Boone said the issue crystalized for him when he heard a story about the first day at work from a former student. The student said his boss told him right away that he needed to forget what he had learned in business school and that the company would teach him how things are done in the real world.
Boone points out that a doctor or a lawyer would not be told that the first day on the job. In talking to business leaders, he discovered that they believed students came out of business school with solid technical skills.
But, he wrote, “They all had a common refrain: ‘You do a great job teaching your students technical business skills. Can you work with them on how to dress? Be on time? Work in teams? Communicate? Be leaders?”

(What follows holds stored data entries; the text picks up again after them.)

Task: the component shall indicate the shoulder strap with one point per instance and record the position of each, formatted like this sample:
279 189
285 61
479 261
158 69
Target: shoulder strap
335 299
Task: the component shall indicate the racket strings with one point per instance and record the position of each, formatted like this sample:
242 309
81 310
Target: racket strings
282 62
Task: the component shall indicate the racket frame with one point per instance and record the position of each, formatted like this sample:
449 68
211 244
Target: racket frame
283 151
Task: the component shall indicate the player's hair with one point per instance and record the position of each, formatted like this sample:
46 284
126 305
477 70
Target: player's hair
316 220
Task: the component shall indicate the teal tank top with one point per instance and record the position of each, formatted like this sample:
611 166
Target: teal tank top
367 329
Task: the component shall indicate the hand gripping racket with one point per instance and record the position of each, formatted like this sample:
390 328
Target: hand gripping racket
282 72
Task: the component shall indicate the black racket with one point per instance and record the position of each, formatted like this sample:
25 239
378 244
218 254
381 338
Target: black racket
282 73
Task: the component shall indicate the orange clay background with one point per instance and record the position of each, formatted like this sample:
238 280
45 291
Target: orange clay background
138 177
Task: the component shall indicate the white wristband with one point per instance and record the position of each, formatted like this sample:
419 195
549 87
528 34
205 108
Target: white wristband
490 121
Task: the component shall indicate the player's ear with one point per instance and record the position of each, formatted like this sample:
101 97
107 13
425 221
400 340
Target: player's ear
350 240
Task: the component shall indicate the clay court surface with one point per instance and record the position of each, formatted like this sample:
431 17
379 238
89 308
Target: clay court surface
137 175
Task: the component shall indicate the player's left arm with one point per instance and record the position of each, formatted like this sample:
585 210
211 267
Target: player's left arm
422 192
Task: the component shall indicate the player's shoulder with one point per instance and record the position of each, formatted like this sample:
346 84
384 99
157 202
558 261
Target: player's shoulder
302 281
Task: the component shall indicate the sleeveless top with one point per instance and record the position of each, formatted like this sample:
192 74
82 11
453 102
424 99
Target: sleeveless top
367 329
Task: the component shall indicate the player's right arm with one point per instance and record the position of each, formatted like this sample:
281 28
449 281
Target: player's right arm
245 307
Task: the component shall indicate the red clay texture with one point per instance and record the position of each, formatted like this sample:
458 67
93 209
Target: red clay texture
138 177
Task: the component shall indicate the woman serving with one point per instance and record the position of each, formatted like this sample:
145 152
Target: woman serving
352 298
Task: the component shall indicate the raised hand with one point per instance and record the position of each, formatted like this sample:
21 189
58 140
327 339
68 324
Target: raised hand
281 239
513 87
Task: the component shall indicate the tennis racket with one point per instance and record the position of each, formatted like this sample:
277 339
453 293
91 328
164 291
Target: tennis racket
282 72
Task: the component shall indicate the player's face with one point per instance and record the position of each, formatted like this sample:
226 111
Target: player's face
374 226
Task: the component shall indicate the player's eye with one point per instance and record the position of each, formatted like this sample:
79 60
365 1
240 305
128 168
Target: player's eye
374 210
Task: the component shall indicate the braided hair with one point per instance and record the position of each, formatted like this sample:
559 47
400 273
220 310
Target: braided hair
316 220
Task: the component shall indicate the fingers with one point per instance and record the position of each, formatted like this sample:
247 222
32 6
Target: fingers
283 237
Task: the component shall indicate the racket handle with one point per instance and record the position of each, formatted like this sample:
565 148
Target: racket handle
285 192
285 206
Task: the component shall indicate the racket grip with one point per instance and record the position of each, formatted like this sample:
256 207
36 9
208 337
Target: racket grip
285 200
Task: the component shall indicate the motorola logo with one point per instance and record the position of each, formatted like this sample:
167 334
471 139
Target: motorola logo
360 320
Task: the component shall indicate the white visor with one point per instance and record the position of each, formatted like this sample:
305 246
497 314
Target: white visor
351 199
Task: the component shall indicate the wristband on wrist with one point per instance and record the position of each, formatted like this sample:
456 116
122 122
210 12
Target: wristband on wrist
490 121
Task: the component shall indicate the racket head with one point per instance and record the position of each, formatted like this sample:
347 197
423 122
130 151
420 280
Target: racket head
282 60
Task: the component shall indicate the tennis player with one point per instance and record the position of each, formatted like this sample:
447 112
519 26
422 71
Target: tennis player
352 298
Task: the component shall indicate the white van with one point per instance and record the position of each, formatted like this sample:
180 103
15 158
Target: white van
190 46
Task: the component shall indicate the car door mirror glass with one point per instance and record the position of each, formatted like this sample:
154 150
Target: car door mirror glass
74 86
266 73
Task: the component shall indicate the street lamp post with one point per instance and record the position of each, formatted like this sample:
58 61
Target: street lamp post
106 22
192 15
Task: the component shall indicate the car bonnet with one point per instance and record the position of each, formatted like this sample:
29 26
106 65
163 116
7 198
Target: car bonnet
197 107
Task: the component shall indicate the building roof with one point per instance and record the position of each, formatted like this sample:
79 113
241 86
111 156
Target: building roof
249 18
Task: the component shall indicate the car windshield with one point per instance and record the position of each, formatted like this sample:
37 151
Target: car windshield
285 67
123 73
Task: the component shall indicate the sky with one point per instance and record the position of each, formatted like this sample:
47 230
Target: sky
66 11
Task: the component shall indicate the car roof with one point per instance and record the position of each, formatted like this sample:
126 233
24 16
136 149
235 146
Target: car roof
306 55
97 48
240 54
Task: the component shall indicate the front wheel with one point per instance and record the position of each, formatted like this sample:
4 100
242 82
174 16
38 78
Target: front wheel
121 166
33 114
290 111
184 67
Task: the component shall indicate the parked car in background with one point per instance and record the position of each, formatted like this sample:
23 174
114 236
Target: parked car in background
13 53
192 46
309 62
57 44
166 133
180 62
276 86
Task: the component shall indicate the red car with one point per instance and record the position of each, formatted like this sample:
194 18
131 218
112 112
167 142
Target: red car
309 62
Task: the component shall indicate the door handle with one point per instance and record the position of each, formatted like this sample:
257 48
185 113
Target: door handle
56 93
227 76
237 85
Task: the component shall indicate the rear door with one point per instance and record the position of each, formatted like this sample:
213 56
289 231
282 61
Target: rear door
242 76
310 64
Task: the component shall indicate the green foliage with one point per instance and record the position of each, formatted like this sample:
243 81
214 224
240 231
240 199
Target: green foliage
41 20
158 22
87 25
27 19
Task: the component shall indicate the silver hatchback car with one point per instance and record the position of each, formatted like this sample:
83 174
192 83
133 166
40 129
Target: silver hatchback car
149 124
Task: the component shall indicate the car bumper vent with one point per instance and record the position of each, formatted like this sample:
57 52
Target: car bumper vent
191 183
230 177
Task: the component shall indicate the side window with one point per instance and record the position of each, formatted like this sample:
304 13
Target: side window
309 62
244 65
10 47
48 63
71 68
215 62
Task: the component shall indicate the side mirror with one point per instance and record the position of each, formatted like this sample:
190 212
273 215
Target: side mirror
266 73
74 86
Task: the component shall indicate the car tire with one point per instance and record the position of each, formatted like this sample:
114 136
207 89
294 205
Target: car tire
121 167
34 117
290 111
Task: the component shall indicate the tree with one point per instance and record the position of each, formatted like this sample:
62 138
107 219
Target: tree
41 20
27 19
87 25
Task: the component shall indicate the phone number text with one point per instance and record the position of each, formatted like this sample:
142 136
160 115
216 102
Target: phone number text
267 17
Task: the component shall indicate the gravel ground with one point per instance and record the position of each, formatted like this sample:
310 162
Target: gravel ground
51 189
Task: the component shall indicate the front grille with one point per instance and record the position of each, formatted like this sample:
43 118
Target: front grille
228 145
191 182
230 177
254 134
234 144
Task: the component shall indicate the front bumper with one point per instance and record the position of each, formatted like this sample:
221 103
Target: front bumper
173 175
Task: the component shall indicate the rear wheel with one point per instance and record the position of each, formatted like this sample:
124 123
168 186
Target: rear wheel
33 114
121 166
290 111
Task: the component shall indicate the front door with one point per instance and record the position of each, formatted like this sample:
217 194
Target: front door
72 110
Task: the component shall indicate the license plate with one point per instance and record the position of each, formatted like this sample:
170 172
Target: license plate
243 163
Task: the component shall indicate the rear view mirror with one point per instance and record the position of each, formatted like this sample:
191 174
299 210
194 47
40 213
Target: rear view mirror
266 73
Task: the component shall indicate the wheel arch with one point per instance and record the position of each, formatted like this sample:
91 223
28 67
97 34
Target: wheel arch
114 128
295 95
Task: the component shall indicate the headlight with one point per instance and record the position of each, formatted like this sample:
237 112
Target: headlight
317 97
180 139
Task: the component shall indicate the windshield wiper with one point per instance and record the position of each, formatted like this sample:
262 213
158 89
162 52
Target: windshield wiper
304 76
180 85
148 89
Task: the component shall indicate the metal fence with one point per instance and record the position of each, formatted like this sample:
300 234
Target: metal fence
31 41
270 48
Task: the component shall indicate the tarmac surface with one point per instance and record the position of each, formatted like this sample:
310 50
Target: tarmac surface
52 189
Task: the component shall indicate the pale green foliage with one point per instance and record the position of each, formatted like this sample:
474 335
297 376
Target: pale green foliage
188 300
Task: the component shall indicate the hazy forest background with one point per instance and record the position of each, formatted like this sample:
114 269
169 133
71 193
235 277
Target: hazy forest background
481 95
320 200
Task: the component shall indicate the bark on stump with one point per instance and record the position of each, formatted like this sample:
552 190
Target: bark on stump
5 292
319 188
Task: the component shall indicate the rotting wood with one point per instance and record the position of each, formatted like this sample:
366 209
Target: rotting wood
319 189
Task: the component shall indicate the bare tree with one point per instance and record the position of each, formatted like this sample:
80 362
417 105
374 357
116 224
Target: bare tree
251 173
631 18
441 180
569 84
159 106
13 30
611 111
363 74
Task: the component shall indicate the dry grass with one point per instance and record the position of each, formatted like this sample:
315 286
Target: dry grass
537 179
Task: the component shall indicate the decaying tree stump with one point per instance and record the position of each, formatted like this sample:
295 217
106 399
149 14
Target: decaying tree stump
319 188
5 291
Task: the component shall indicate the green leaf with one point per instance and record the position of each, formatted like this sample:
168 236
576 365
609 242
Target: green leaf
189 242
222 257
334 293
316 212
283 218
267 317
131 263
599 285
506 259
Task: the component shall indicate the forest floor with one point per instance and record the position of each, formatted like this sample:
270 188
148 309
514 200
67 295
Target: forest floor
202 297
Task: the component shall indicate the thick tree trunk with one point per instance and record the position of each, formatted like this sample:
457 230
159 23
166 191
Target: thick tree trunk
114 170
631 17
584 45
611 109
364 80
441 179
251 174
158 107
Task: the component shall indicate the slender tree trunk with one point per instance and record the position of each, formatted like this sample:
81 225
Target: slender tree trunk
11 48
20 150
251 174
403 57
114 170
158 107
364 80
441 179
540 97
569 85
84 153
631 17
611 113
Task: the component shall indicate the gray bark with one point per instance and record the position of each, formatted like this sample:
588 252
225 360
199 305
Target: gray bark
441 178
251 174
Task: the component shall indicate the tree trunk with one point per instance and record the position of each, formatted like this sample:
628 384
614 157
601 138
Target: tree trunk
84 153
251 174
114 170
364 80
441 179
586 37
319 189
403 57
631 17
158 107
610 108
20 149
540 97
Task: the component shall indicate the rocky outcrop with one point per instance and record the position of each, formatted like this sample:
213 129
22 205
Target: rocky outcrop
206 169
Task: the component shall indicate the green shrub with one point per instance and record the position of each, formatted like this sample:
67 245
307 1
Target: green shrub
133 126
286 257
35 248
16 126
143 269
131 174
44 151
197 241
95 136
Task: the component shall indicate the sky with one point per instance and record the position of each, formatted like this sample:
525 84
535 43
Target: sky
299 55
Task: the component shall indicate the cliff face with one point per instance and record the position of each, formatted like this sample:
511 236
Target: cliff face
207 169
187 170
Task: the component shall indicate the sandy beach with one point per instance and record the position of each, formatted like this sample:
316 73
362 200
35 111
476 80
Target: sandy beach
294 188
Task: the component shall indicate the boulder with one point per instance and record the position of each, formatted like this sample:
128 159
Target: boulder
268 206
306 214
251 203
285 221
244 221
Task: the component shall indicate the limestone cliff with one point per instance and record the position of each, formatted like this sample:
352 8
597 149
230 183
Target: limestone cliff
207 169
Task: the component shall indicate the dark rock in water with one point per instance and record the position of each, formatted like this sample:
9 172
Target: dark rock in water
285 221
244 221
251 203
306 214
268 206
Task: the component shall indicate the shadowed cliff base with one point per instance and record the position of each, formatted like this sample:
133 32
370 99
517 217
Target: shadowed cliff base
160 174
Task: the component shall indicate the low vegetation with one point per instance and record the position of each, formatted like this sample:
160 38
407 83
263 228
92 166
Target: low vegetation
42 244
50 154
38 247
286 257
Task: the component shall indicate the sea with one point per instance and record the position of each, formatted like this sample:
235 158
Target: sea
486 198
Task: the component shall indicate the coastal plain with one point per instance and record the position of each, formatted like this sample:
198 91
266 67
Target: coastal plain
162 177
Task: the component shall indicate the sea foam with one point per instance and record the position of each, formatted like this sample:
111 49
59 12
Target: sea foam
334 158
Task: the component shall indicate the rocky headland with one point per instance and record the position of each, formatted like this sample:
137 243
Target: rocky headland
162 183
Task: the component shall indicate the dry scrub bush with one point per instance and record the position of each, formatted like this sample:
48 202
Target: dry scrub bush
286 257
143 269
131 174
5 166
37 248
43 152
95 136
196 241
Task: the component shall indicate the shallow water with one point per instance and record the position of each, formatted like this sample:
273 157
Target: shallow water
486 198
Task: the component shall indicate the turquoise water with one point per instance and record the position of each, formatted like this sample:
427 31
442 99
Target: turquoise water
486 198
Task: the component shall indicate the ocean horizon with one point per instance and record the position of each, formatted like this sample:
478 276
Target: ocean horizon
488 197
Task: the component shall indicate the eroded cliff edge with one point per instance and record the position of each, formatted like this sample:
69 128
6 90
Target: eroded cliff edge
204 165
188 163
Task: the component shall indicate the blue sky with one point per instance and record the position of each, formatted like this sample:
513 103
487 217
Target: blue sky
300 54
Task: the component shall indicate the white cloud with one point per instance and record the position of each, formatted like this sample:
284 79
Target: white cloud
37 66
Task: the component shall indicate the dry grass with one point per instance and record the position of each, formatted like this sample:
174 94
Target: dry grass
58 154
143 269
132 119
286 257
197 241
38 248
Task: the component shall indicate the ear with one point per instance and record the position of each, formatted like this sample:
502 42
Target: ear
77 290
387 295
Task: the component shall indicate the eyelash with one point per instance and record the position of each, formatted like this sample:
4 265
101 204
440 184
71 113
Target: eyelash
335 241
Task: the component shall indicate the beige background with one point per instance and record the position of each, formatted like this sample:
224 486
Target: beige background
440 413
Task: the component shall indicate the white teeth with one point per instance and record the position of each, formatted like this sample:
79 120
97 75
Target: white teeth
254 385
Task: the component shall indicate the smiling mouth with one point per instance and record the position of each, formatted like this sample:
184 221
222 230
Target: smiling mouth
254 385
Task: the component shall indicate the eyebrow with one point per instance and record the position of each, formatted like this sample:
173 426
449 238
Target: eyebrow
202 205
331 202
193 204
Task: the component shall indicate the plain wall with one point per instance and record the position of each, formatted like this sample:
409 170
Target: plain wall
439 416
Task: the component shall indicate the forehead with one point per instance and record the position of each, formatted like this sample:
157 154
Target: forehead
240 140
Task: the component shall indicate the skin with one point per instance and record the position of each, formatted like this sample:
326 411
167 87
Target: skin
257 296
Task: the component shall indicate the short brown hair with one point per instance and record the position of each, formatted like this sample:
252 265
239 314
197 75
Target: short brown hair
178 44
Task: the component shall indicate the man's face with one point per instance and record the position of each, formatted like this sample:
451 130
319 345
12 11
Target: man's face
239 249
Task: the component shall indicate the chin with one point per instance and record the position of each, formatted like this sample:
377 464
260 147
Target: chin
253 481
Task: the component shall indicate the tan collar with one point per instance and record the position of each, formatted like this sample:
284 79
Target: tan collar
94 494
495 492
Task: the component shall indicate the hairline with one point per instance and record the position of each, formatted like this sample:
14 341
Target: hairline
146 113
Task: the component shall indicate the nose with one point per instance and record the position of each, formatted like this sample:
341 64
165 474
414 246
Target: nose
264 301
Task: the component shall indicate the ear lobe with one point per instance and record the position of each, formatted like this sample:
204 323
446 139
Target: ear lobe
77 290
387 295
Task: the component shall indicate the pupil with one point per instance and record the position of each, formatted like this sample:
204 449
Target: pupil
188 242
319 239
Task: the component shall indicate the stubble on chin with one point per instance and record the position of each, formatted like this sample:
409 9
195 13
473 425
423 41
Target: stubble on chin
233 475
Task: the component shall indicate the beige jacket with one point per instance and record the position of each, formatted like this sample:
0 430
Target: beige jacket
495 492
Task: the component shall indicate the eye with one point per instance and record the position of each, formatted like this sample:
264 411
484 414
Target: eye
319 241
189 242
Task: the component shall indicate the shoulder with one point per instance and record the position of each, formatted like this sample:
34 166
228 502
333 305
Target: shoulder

Boone wrote that such concerns need to be addressed better in business schools, which are not teaching students the wrong things, but aren’t teaching them everything they need to know, either.
Boone advocates three areas to focus on: conceptual knowledge involving all business disciplines, such as marketing, finance and operations; practical competence in business areas such as communication and teamwork; and strength of character, including the ability to use integrity to get results and provide leadership.
Boone wrote that this “three-legged-stool” approach is best approach. Most business schools, according to Boone, have only provided a “one-legged-stool” approach that teaches students technical skills such as reading financial statements and tracking projects, but does not provide leadership or practical skills.
He said that even those schools who have a “two-legged-stool” approach aren’t going far enough, because, for example, a student with good communication skills but no training in business ethics is not an attractive hire.
Schools need to teach the “whole person,” Boone wrote, and work with students both inside and outside the classroom to teach them the things that businesses want new hires to understand.
“Business schools that don’t focus on honing all the skills required to be successful are doing a disservice to their students,” Boone wrote. “We have an opportunity, or, as I see it, a responsibility to help educate the whole person.”